陳殿標此言一出,那流著油汗的大臉也變得凝重起來,眼眸之中涌出一股子英氣,也果是當過教頭的人,氣度果真是不凡,而且口條也是極好。
陳沐也是失望到了極點:“都說盛名之下無虛士,我看該是盛名之下其實難副罷了,都說黃師傅德藝雙馨,沒想到手底下的弟子一個個不問青紅皂白,只知道一味護短,一個比一個不講道理!”
陳沐此言一出,終于是惹惱了陳殿標:“好膽!敢在廣州地頭詆毀家師,師弟們所言不差,你們果真是好膽!”
酒樓的人都在看熱鬧,早先見得陳沐等人雷霆出手,三五下就打倒了寶芝林的人,早已大開眼界,如今見得又要動手,圍觀的人群就更多了!
雒劍河見得此狀,也有些擔憂。
“這事要收拾干凈,早先咱們不知道付青在背后盯著,如今他截了路子,該是暗中監視著咱們的一舉一動,可不能在大街上動手了……”
雒劍河的擔憂也是合情合理,若讓付青抓住把柄,只怕要敗露他們此行的意圖,到時難免麻煩。
陳沐朝呂勝無看了一眼,這個從頭到尾沒如何表現的老道士,終于是走到前頭來,朝陳殿標道。
“后生,帶我們去寶芝林,不管是講道理還是講拳頭,都隨你們。”
陳殿標也是大怒:“你這是要踢館了?”
適才陳殿標稱陳沐為后生,如今呂勝無也是以牙還牙,呂勝無稍稍睜大眼睛,只是盯了對方一眼,陳殿標背后的寒毛就炸了起來!
“在大街上動手,會給你師父丟人的。”
雖然呂勝無只是隨口說了一句,但陳殿標等人下意識就往后退了一步,這根本就不是他們的本意,仿佛身體感受到危險的本能反應一般!
陳殿標畢竟是黃飛鴻最出色的弟子之一,又是當過教頭的人,在軍門之中當教頭可不容易。
況且蘇元春手下的兵,那都是上過戰場,見過血腥的,他陳殿標能夠成為教頭,并站穩腳根,又豈能沒點魄力!
呂勝無雖然看起來陰鷙懾人,但陳殿標也是藝高人膽大,當即便拉了個架,朝呂勝無沖了過來!
他的步履很是平穩,不緩不急,進退步法乃是“工”字形,也很是顯眼。
工字伏虎拳其實分為工字拳和伏虎拳,乃是洪拳的基本拳法,據說源出少林,由到廣州海幢寺避難的至善禪師傳給了陸亞采,陸亞采又傳給黃泰,黃泰傳給黃麒英,黃麒英傳給兒子黃飛鴻,黃飛鴻又傳給了梁寬、林世榮和陳殿標等徒弟。

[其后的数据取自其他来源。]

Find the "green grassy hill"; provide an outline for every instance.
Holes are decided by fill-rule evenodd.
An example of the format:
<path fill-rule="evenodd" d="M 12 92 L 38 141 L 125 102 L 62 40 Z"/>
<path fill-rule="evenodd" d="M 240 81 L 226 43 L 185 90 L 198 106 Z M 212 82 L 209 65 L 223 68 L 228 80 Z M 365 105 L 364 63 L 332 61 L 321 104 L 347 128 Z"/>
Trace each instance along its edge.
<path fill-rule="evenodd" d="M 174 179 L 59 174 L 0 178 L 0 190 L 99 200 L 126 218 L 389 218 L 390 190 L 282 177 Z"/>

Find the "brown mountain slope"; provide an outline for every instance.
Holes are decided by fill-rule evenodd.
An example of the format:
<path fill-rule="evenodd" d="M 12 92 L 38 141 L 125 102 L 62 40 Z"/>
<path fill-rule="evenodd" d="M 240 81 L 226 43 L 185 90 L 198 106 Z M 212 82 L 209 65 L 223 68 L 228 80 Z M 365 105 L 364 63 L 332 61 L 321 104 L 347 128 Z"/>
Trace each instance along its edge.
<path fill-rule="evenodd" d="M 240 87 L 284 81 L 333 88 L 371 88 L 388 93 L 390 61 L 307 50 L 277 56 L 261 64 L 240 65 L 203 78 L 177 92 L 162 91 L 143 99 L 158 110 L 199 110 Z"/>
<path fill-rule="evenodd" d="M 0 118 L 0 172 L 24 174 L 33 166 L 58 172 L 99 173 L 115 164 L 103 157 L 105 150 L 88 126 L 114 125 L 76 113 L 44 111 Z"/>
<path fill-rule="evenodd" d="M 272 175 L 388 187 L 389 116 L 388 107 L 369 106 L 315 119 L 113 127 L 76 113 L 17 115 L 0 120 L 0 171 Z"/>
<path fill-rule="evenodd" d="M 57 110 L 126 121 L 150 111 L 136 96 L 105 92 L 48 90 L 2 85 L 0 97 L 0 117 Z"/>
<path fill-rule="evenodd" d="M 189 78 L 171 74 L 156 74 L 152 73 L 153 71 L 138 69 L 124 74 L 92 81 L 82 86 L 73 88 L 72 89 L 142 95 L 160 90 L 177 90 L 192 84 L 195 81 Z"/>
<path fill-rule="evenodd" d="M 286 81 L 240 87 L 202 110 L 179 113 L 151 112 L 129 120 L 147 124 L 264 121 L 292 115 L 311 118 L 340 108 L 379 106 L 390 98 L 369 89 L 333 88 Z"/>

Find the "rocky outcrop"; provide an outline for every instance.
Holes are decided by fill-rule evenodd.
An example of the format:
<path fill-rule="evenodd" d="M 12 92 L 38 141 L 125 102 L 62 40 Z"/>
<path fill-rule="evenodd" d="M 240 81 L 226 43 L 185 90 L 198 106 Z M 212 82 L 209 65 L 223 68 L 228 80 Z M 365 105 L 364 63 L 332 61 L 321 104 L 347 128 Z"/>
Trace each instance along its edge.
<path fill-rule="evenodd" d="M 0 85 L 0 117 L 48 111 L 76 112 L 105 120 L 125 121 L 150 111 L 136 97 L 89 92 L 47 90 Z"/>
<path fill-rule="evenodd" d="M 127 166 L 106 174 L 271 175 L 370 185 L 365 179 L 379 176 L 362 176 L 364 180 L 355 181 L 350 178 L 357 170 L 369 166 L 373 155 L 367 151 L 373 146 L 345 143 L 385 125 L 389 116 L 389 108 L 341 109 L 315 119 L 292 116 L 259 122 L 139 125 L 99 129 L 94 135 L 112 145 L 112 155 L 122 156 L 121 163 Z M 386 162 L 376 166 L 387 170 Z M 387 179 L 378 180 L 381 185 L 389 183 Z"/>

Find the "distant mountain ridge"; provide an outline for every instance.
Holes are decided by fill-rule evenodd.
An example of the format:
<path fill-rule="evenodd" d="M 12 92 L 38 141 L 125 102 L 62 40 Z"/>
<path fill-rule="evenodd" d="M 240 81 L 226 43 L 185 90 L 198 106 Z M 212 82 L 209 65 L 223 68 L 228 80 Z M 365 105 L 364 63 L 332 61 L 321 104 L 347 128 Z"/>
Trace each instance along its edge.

這套拳法據說要雙臂戴著鐵環來練習,練成后腰馬穩健,進退有度,法門緊密,橋手剛勁。
陳沐掌握著大洪拳的總綱,又修煉了洪熙官疑冢里頭的拳譜,眼下見得陳殿標這架勢,就仿佛看著玻璃魚缸一般通透!
在旁人眼中,似陳殿標這樣的高手,已經能夠獨當一面,進入軍門當教頭,說是小宗師都不以為過了。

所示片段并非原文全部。